Gefängnis als Erziehungsmaßnahme wirkt bei Hattingerin

Ein Justizbeamter in einem Flur der Justizvollzugsanstalt Bielefeld

Ein Justizbeamter in einem Flur der Justizvollzugsanstalt Bielefeld

Foto: Friso Gentsch

Hattingen.   Hausfriedensbruch, Beleidigung, Bedrohung: Eine 21-jährige Hattingerin war Stammgast vor Gericht. Jetzt war sie wieder angeklagt.

Eine 21-Jährige musste sich vor dem Jugendschöffengericht wegen Hausfriedensbruch, Beleidigung und Bedrohung verantworten. Für die Hattingerin war das nicht das erste Vergehen und auch Richter Karl-Martin Lucks erinnerte sich noch gut an die Angeklagte. Im Sommer vergangenen Jahres bat die damals von Alkohol- und Drogenkonsum gezeichnete junge Frau darum, eine Haftstrafe zu bekommen. „Selbst schaffe ich es nicht“, sagte sie damals.

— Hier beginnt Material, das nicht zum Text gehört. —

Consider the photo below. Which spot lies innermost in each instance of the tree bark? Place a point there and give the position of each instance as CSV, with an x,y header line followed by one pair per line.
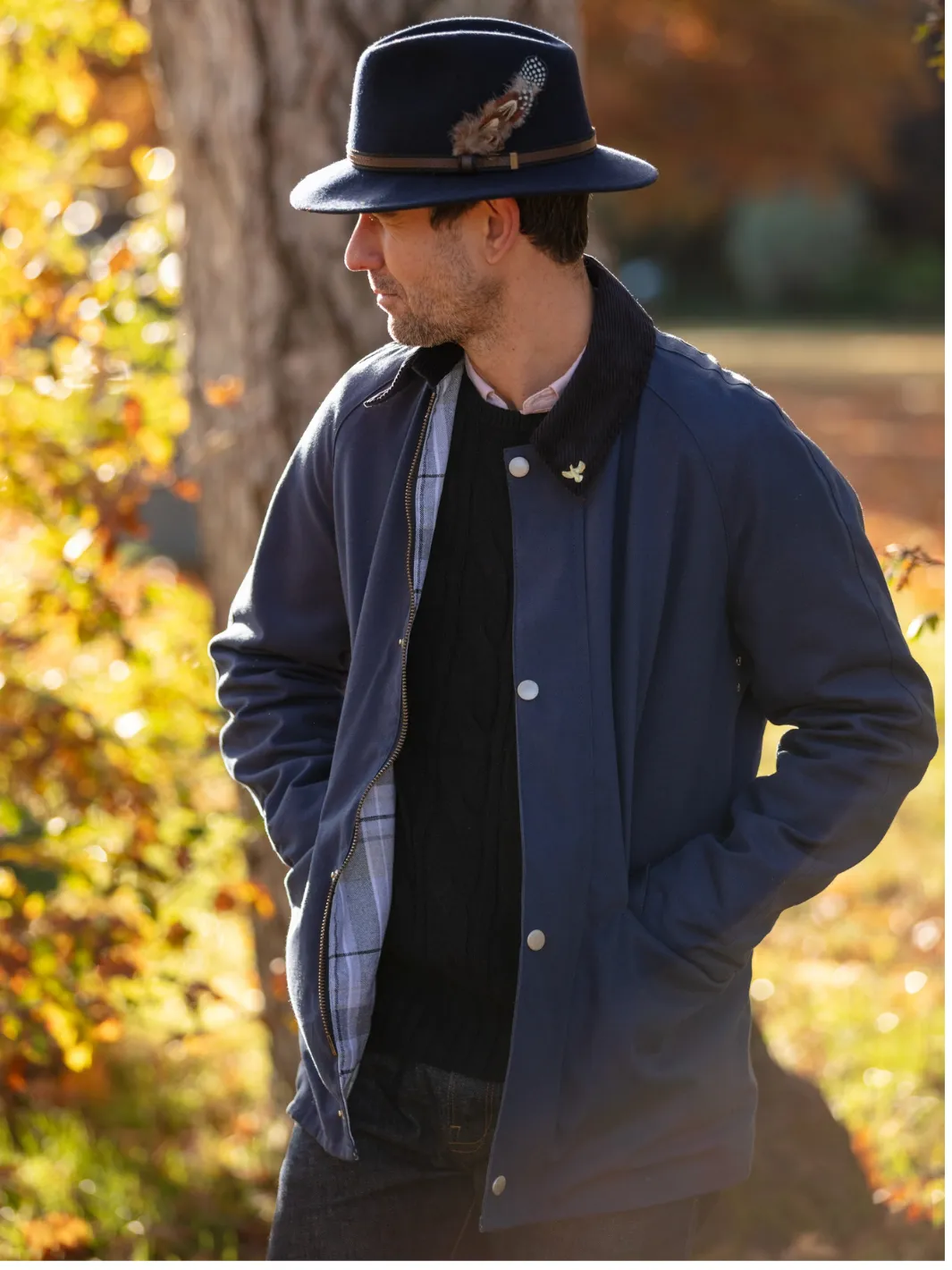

Seit ihrem 13. Lebensjahr trank die Hattingerin Alkohol. Ihr schlechtes Verhältnis zur Mutter brachte sie in Heime und Wohngruppen, sie geriet auf die schiefe Bahn. Nächtliche Besuche bei ihrem damaligen Freund in der Obdachlosenunterkunft eskalierten, sie erhielt Hausverbot, dem sie sich immer wieder widersetzte. Sie randalierte, richtete Schäden in Höhe von mehr als 2000 Euro an.

Eskalation in der Kneipe

Das Gericht entschied sich damals für ein Jahr und drei Monate Freiheitsentzug. Das war im Juli 2018. Die Strafe trat sie aber nicht an. Erst als sie nachts in einer Hattinger Kneipe, in der sie kellnerte, von Polizisten erkannt wurde, wurde sie ins Gefängnis in Bielefeld überführt.

In den Monaten zwischen Gerichtsbeschluss und Haftantritt kam es zu weiteren Straftaten, für die sich die nun 21-Jährige verantworten musste. Die Angeklagte betrat zwei weitere Male die Obdachlosenunterkunft an der Werkstraße und beleidigte und bedrohte eine Frau während eines nächtlichen Kneipenbesuchs. Die Hattingerin gestand die Taten und zeigte sich geläutert. „Wie geht es Ihnen denn in der Haft“, wollte Richter Lucks wissen. „Ich bin froh da zu sein“, erklärte die junge Frau.

Jugendgerichtshelfer ist positiv überrascht

Obwohl sie erst wenige Monate ihre Strafe absitzt, hat sich das Auftreten der Hattingerin gewandelt. Jugendgerichtshelfer Thomas Behr zeigte sich positiv überrascht: „Ich habe den Eindruck, dass Sie begriffen haben, worauf es ankommt. Die Erziehungsmaßnahmen haben gegriffen.“

Die Angeklagte erzählte, dass sie sich sehr wohl fühle in Bielefeld und dort auch nach ihrer Entlassung bleiben wolle. Momentan arbeite sie in der Beamtenküche der Justizvollzugsanstalt; ein Arbeitszeugnis legte sie zum Beweis dem Gericht vor. „Meine Güte, das ist ja toll“, meinte Lucks. „Das wäre perfekt, wenn Sie es schaffen, Fuß zu fassen und aus diesem Sumpf herauszukommen.“

Bewerbung für einen Ausbildungsplatz

Eine Mappe gefüllt mit Zeugnissen, Bestätigungen der Drogenberatung und Beantragung eines Therapieplatzes zeugte von dem neuen Lebenswandel der Hattingerin. „Um einen Ausbildungsplatz habe ich mich auch beworben. Ich warte nur noch auf Rückmeldung“, ergänzte sie die Unterlagen.

Dem Vorschlag Behrs, das Verfahren gegen die junge Frau einzustellen, folgten Schöffen, Staatsanwältin, Richter und Anwalt angesichts der positiven Entwicklung einstimmig. Die Taten seien schließlich noch vor dem Haftantritt geschehen und jetzt sollte da „nichts mehr draufgepackt werden“. „Ich hatte beim letzten Mal erhebliche Zweifel und wünsche Ihnen alles Gute für die Zukunft“, sagte Richter Lucks zu der jungen Frau, die in die Haft zurückkehrte.